We warmed our patient as best we could with fire and dry sleeping bags and coffee, and talked cheerfully of all the people we knew who had been snake-bitten and were none the worse. The ligature was duly loosened at intervals and, after he had been fed and rested, his colour became better, and we began to feel sure that he was not going to suffer serious effects from the bite; in fact, we suspected that the snake had struck part of his boot first and wasted much of its poison on that. We admired the calm, matter-of-fact way he took the whole affair. Even in that predicament he remained the Leader, and told his Henchman what to do.

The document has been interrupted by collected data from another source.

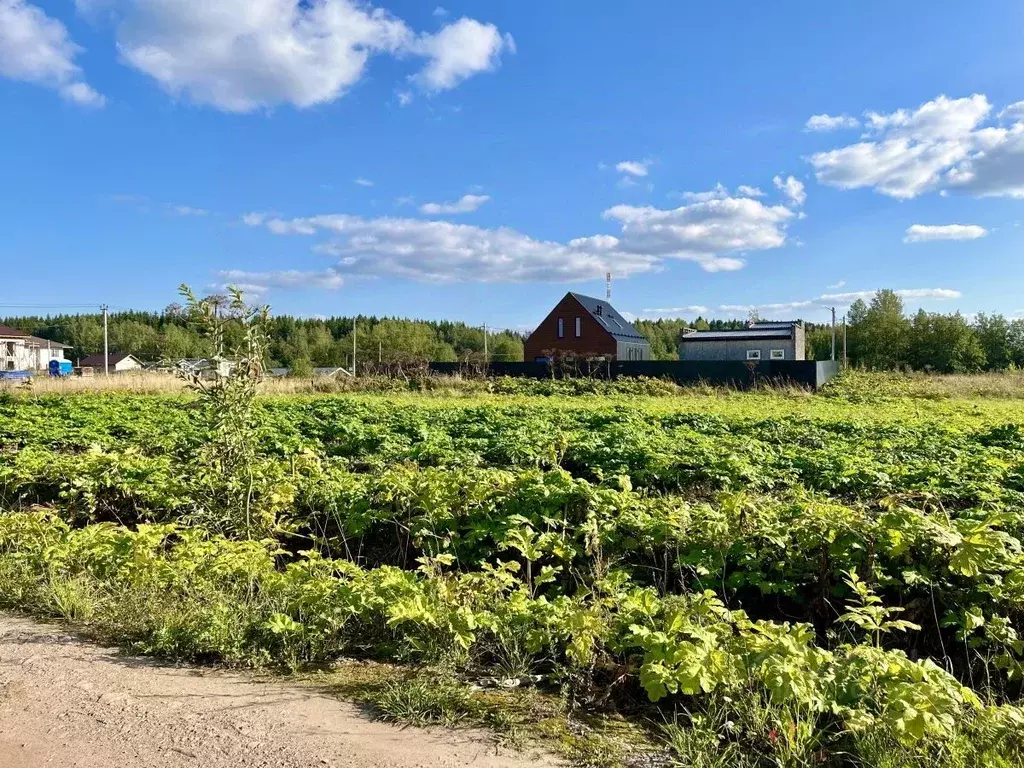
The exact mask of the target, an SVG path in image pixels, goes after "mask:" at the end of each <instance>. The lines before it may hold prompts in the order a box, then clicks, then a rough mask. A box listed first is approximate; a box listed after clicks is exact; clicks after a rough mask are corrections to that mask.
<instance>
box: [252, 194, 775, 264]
mask: <svg viewBox="0 0 1024 768" xmlns="http://www.w3.org/2000/svg"><path fill="white" fill-rule="evenodd" d="M438 205H440V204H438ZM604 218H605V219H606V220H608V221H611V222H614V223H615V224H617V226H618V228H620V231H618V233H617V234H608V233H601V234H593V236H589V237H582V238H575V239H572V240H569V241H568V242H557V241H545V240H536V239H534V238H531V237H529V236H528V234H524V233H522V232H520V231H517V230H515V229H512V228H510V227H496V228H485V227H478V226H470V225H465V224H456V223H453V222H450V221H438V220H431V221H424V220H421V219H411V218H397V217H394V218H392V217H383V218H375V219H366V218H362V217H360V216H352V215H347V214H328V215H322V216H312V217H305V218H292V219H285V218H280V217H268V216H265V215H263V214H247V215H246V216H245V217H243V220H244V221H245V222H246V223H248V224H250V225H251V226H264V227H266V228H267V229H268V230H269V231H270V232H273V233H274V234H281V236H322V240H321V241H319V242H317V243H316V244H315V246H314V249H313V250H315V251H316V252H318V253H323V254H325V255H329V256H332V257H334V258H335V259H337V261H336V263H335V266H334V268H335V270H336V271H337V273H338V274H361V275H373V276H384V275H387V276H397V278H402V279H407V280H414V281H420V282H426V283H444V282H478V283H535V282H541V283H550V282H568V281H580V280H592V279H599V278H601V276H603V275H604V273H605V272H606V271H612V272H614V274H615V275H617V276H629V275H631V274H636V273H640V272H649V271H653V270H656V269H659V268H662V267H663V266H664V265H665V263H666V262H667V261H668V260H671V259H679V260H686V261H693V262H696V263H697V264H699V265H700V266H701V268H703V269H705V270H707V271H728V270H734V269H739V268H741V267H742V266H743V265H744V263H745V262H744V259H743V258H742V257H743V256H744V255H745V254H748V253H750V252H753V251H761V250H767V249H772V248H779V247H781V246H782V245H784V244H785V240H786V234H785V230H786V227H787V226H788V224H790V222H791V221H792V220H793V219H794V218H795V215H794V213H793V211H791V210H790V209H787V208H785V207H784V206H766V205H764V204H763V203H761V202H759V201H757V200H753V199H749V198H727V199H724V200H711V201H706V202H702V203H694V204H692V205H686V206H682V207H680V208H677V209H674V210H659V209H656V208H652V207H643V208H640V207H633V206H626V205H623V206H615V207H613V208H609V209H608V210H607V211H605V212H604ZM251 282H258V281H251Z"/></svg>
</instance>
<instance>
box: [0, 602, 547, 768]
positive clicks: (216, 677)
mask: <svg viewBox="0 0 1024 768" xmlns="http://www.w3.org/2000/svg"><path fill="white" fill-rule="evenodd" d="M553 765H555V762H554V761H553V760H550V759H549V758H546V757H544V756H539V755H519V754H514V753H510V752H506V751H497V750H496V748H495V745H494V743H493V742H490V741H488V739H487V738H486V736H485V735H483V734H480V733H474V732H467V731H450V730H441V729H437V730H422V729H416V728H407V729H400V728H397V727H395V726H390V725H386V724H383V723H375V722H372V721H371V720H369V719H368V718H367V717H365V716H364V715H362V713H361V712H360V711H359V710H358V709H357V708H356V707H355V706H353V705H349V703H346V702H343V701H339V700H337V699H334V698H331V697H328V696H324V695H319V694H318V693H315V692H311V691H309V690H306V689H303V688H300V687H292V686H289V685H287V684H284V683H281V682H276V681H273V680H267V679H260V678H257V677H255V676H251V675H248V674H244V673H236V672H224V671H217V670H204V669H193V668H173V667H166V666H162V665H160V664H159V663H155V662H153V660H150V659H144V658H133V657H126V656H122V655H120V654H119V653H118V652H117V650H112V649H110V648H102V647H99V646H96V645H92V644H90V643H87V642H83V641H82V640H80V639H78V638H76V637H74V636H72V635H69V634H68V633H67V632H63V631H61V630H60V629H59V628H55V627H51V626H45V625H40V624H36V623H34V622H30V621H27V620H23V618H12V617H9V616H3V615H0V768H36V767H37V766H59V767H60V768H65V767H68V768H70V767H71V766H77V767H78V768H121V767H122V766H123V767H125V768H135V767H136V766H137V767H138V768H143V767H146V768H148V767H150V766H154V767H159V768H184V766H189V767H191V766H202V767H203V768H228V766H230V767H231V768H236V767H238V768H256V767H257V766H258V767H259V768H271V767H272V768H278V767H279V766H280V767H281V768H306V767H307V766H314V767H316V768H323V767H324V766H336V767H339V768H340V767H341V766H359V767H360V768H364V767H365V768H426V767H427V766H444V767H454V766H477V767H479V768H524V767H525V766H530V767H531V768H546V767H549V766H553Z"/></svg>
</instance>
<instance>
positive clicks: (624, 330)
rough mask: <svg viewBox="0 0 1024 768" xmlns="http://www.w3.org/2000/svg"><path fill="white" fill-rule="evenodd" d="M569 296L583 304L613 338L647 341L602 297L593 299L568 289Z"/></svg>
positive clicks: (585, 307) (645, 337) (638, 331)
mask: <svg viewBox="0 0 1024 768" xmlns="http://www.w3.org/2000/svg"><path fill="white" fill-rule="evenodd" d="M569 296H571V297H572V298H573V299H575V300H577V301H579V302H580V303H581V304H583V306H584V308H585V309H586V310H587V311H588V312H590V313H591V316H593V317H594V319H596V321H597V322H598V323H599V324H600V325H601V327H602V328H603V329H604V330H605V331H607V332H608V333H609V334H611V335H612V336H613V337H614V338H616V339H626V340H629V341H642V342H646V341H647V337H646V336H644V335H643V334H642V333H640V332H639V331H637V330H636V329H635V328H634V327H633V325H632V324H631V323H630V322H629V321H627V319H626V318H625V317H624V316H623V315H622V314H620V313H618V312H616V311H615V308H614V307H613V306H611V304H609V303H608V302H607V301H605V300H604V299H595V298H594V297H593V296H584V295H583V294H579V293H573V292H571V291H569Z"/></svg>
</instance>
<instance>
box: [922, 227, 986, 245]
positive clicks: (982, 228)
mask: <svg viewBox="0 0 1024 768" xmlns="http://www.w3.org/2000/svg"><path fill="white" fill-rule="evenodd" d="M986 234H988V229H986V228H985V227H983V226H978V225H977V224H940V225H931V224H911V225H910V226H908V227H907V228H906V233H905V236H904V238H903V242H904V243H934V242H935V241H937V240H978V239H979V238H984V237H985V236H986Z"/></svg>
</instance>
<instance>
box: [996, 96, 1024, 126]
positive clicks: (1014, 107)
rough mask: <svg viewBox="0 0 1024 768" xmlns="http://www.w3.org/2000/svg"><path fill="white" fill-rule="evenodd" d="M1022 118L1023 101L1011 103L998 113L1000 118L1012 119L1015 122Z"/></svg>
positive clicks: (1001, 119)
mask: <svg viewBox="0 0 1024 768" xmlns="http://www.w3.org/2000/svg"><path fill="white" fill-rule="evenodd" d="M1022 118H1024V101H1017V102H1016V103H1012V104H1010V105H1009V106H1007V108H1005V109H1004V110H1002V112H1000V113H999V119H1000V120H1012V121H1014V122H1017V121H1019V120H1021V119H1022Z"/></svg>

By some time after midnight we were all dry, and our Melbourne friends' blankets as well. Somehow or other each found a place to lie down and sleep. .

By daylight the interior of the hut was so unprepossessing that we preferred to breakfast in the light drizzle outside. Our patient seemed quite well except for a stiff and painful leg. He decided to rest it for twenty-four hours and do the last stage of the journey next day As they were now on the well-marked track, and seemed all" right, we left them, saying quite an affectionate farewell to the men we had earlier looked at so askance. Such is the effect of shared experience in the bush.

Later we heard from the patient that he suffered that day rather badly from headache and sickness, but was quite fit to travel on the next day.